Both active and reserve officers were to be found : Lt Simon, a graduate of St Cyr and Reserve Lt Messmer (future Prime Minister), who had hijacked a boat to get to the fight, Capt de Sairigné, another St Cyr graduate, Capt Gufflet from the famous Ecole Polytechnique, Lt Bolifraud, a lawyer and Lt de Rauvelin , a gifted philosophy scholar, were among the cast. 
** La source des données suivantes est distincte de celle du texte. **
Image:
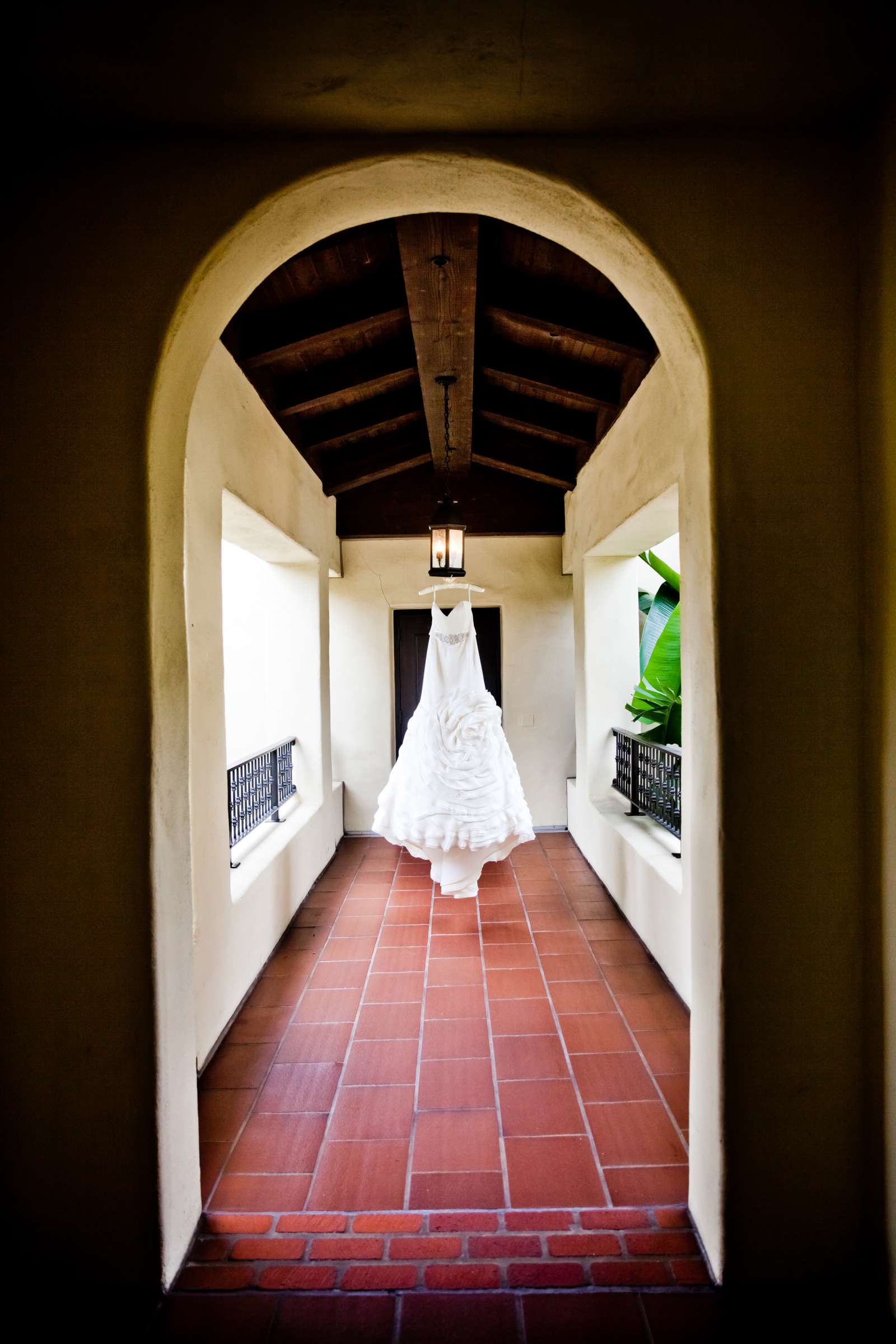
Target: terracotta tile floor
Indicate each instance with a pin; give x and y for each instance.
(429, 1094)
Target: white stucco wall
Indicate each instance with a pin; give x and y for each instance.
(627, 499)
(235, 452)
(523, 576)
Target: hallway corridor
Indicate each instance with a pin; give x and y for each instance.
(423, 1093)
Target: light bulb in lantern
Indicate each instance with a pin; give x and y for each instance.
(446, 541)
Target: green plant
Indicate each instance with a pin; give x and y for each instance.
(657, 697)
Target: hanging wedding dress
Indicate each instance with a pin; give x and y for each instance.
(454, 795)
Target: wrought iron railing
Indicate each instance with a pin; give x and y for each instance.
(649, 776)
(257, 788)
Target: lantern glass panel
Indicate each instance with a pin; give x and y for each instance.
(456, 548)
(438, 550)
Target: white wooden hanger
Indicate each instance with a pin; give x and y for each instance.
(449, 584)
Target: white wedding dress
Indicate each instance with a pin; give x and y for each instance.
(454, 796)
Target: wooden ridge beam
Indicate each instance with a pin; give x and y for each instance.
(440, 263)
(376, 474)
(527, 472)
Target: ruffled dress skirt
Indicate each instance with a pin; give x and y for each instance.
(454, 795)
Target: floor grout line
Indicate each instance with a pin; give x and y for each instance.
(568, 1062)
(634, 1039)
(253, 1109)
(514, 892)
(506, 1174)
(348, 1049)
(409, 1174)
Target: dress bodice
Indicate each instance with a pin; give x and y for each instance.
(454, 627)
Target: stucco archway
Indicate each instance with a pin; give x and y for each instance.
(356, 193)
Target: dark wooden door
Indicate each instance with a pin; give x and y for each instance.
(412, 642)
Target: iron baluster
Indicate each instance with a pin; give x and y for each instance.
(257, 788)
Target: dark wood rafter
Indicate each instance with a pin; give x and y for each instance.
(376, 474)
(346, 342)
(519, 427)
(440, 256)
(346, 384)
(321, 342)
(516, 469)
(517, 326)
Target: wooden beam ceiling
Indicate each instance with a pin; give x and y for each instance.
(344, 382)
(568, 340)
(375, 474)
(563, 483)
(318, 344)
(440, 256)
(346, 342)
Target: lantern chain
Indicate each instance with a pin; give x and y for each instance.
(446, 380)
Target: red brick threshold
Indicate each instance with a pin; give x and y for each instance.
(444, 1252)
(573, 1316)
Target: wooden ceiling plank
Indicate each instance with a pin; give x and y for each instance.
(359, 436)
(528, 474)
(442, 310)
(370, 326)
(523, 323)
(546, 391)
(376, 475)
(551, 436)
(351, 395)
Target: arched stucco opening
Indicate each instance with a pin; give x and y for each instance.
(356, 193)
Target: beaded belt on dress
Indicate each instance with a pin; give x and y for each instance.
(450, 639)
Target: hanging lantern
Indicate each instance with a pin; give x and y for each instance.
(446, 541)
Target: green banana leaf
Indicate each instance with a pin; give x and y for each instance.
(657, 698)
(664, 604)
(664, 570)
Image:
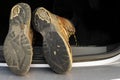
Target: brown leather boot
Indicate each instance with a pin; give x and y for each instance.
(56, 32)
(18, 43)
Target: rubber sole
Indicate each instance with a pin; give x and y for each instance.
(55, 49)
(17, 46)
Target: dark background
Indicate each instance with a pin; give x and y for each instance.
(96, 21)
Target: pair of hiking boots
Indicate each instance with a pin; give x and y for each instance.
(55, 30)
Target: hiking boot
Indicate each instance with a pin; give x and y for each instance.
(56, 32)
(18, 50)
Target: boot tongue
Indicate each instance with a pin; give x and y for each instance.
(67, 26)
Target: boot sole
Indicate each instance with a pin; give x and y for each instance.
(17, 47)
(56, 50)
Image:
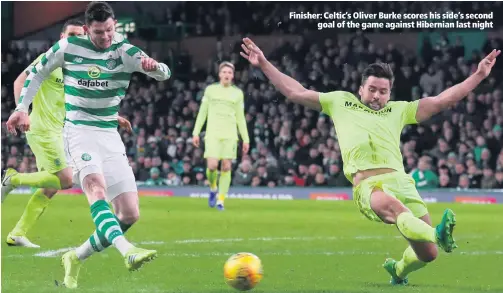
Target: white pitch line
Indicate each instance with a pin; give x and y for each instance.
(54, 253)
(58, 252)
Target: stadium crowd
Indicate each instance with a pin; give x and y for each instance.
(291, 145)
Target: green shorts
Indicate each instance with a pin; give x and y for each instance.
(220, 148)
(48, 150)
(397, 184)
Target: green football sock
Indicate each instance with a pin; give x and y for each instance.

Some were reserved and cool in action, calm and brilliant in any circumstances : Amyot d’Inville, Commanding Officer of the  Marine Fusiliers, was always smart;  Capt Beaudran de Lamaze, a St Cyr graduate, who was to be killed at the head of his Legionnaires; Commandant Savey, a priest and soldier, who found time to celebrate Mass in his foxhole; Horace Mallet, a protestant agronomist and a former settler in the Cameroon, who was always calm under fire; Lt Dewey, a left wing railway worker from Brittany, who greatly impressed his Brigade commander, General Koenig who said of him that he was “the bravest of the brave and we loved him dearly”. 
It is greatly to his credit that General Koenig brought coherence to this eclectic group of individuals.